New publication on phylodynamics at the poultry-wild bird interface

Claire Guinat and colleagues used phylodynamic approaches to disentangle the role of poultry farms and wild birds in the spread of highly pathogenic avian influenza virus in Europe.

by Sarah Ann Nadeau

In winter 2016-17, Europe was severely hit by an unprecedented epidemic of highly pathogenic avian influenza virus (HPAIV), with a significant detrimental impact to animal health, wildlife conservation and livestock economic sustainability. But were poultry farms or wild birds the real driver of spread? Obviously we cannot ask the birds themselves. Instead, Claire and her colleagues addressed this question by applying phylodynamic tools to HPAIV sequences collected during the epidemic.

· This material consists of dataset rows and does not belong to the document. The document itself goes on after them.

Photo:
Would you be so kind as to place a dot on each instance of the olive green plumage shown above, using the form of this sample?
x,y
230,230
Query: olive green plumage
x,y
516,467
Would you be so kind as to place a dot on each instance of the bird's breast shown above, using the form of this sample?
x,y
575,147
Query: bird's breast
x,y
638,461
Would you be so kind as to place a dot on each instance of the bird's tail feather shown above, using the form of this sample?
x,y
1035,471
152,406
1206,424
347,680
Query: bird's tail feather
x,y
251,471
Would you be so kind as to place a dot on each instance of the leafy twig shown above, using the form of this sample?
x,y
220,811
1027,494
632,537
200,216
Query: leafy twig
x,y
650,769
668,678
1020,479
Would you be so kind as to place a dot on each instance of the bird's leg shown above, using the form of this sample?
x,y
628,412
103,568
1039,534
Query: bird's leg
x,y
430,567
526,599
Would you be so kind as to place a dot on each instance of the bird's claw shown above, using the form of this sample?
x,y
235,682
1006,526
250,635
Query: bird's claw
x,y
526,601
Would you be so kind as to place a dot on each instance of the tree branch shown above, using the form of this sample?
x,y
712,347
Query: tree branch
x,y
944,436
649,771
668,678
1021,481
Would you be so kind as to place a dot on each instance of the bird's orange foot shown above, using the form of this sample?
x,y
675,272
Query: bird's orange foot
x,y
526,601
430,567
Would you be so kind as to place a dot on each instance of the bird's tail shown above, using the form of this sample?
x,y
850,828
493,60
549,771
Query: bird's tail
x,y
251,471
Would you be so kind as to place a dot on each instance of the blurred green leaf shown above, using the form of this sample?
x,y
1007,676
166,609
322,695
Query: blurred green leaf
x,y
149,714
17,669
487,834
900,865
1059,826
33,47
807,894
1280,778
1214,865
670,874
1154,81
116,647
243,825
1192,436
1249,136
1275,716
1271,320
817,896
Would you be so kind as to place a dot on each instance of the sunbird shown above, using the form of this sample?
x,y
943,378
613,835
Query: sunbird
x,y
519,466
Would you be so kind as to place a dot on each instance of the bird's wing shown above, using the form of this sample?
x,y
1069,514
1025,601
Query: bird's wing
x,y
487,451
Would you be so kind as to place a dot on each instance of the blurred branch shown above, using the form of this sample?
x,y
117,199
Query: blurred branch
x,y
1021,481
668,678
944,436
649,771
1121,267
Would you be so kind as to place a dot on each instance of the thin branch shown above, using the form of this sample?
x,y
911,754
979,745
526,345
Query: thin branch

They showed that, in some countries, the epidemic was dominated by farm-to-farm transmission, while in others, the epidemic was dominated by wild bird-to-farm transmission.  

Estimated sources of HPAIV infections
Phylodynamic approaches allowed for estimation of the number of infected poultry farms that were due to transmission from infected poultry farms versus wild birds.

This allowed Claire and her colleagues to inform policymakers that efforts are necessary to understand how farms are connected and that more sustainable prevention strategies should be developed to reduce HPAIV exposure from wild birds.